Pas de jalouxBonne nouvelle, tous les autres voyageurs vont profiter de la brèche tarifaire ouverte dans le Nord. Pour ne pas faire de jaloux, la compagnie ferroviaire - par ailleurs confrontée à une baisse de son trafic depuis le début 2013 - va en effet étendre à partir du 22 juin le principe de l’aller-retour à prix réduit le samedi.
Un quota de places à 30 euros sera réservé sur pas moins de 150 destinations situées entre une et deux heures de TGV et de trains Intercité de Paris. Exemple : Paris-Reims, Paris-Rennes, Paris-Tours, mais aussi Lyon-Marseille.
L’arrivée inopinée de ces nouveaux tarifs à 20 euros ou 30 euros arrive au moment où la SNCF s’est livrée le 21 mai, via Barbara Dalibard, directrice générale déléguée de Voyages SNCF, à un exercice de pédagogie sans précédent auprès des journalistes. Dans le but de montrer que le TGV n’est pas si cher qu’on le pense. Et que la gamme de tarif est simple. Vous trouvez ?

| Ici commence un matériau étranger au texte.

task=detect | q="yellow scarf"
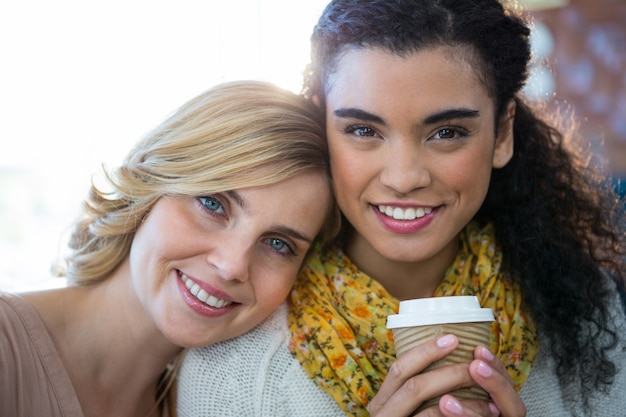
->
[289,223,538,416]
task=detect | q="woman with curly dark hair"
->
[181,0,626,417]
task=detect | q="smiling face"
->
[326,48,514,296]
[129,172,330,347]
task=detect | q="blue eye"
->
[345,125,377,136]
[270,238,287,251]
[198,197,224,212]
[267,237,295,255]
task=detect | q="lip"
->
[176,271,241,317]
[370,203,439,234]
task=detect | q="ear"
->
[491,100,516,168]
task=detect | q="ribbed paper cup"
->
[387,296,493,412]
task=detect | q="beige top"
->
[0,291,83,417]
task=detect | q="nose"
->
[380,138,432,194]
[207,238,252,282]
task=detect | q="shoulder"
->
[0,292,83,417]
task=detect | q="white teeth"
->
[378,206,433,220]
[180,272,232,308]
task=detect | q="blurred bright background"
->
[0,0,626,291]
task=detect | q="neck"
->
[345,231,459,301]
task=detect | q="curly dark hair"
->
[303,0,626,404]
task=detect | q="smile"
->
[179,272,233,308]
[378,206,433,220]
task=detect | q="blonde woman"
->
[0,81,337,417]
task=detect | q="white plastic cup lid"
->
[387,296,494,329]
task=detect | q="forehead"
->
[326,47,493,118]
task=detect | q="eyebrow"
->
[274,226,313,244]
[333,108,480,125]
[333,108,386,125]
[422,108,480,125]
[226,190,313,244]
[226,190,248,212]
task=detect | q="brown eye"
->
[436,128,455,139]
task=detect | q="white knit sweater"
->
[178,296,626,417]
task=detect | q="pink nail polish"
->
[481,347,494,362]
[437,334,455,347]
[476,361,493,378]
[444,398,463,415]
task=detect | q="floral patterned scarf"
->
[289,222,538,416]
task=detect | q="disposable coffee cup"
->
[387,296,494,412]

Comment la SNCF fait ses prix 2,1 fois le barème kilométrique des TER : c’est cette formule réglementaire que la SNCF applique pour fixer chaque année le plafond maximal des hausses de prix de ses TGV (+ 2,3% en 2013) validées par l’Etat.
Mais par rapport au plein tarif Loisirs, la compagnie ferroviaire est tenue de pratiquer un volume minimum de prix bas, la moitié devant être inférieur au tarif réglementé. Par ailleurs, l’augmentation des tarifs sociaux ne peut dépasser 1,4 fois le barème kilométrique.
Au final, la SNCF indique que dans son offre Loisirs, seuls 17% des places proposées le sont au tarif plein pot. Admettant par ailleurs que la demande peut faire monter les prix de façon exceptionnelle et contenue.
Exemple donné, celui d’un grand week-end de chassé-croisé vers les stations de sport d'hiver, en mars. En moyenne, le prix des billets augmentent de 15% : 57 euros contre 50 euros en temps normal. Le transporteur admet aussi que le prix du trajet court est proportionnellement plus élevé que celui d’un trajet de plus d’une heure. D’où l’effort fait sur le TGV Nord.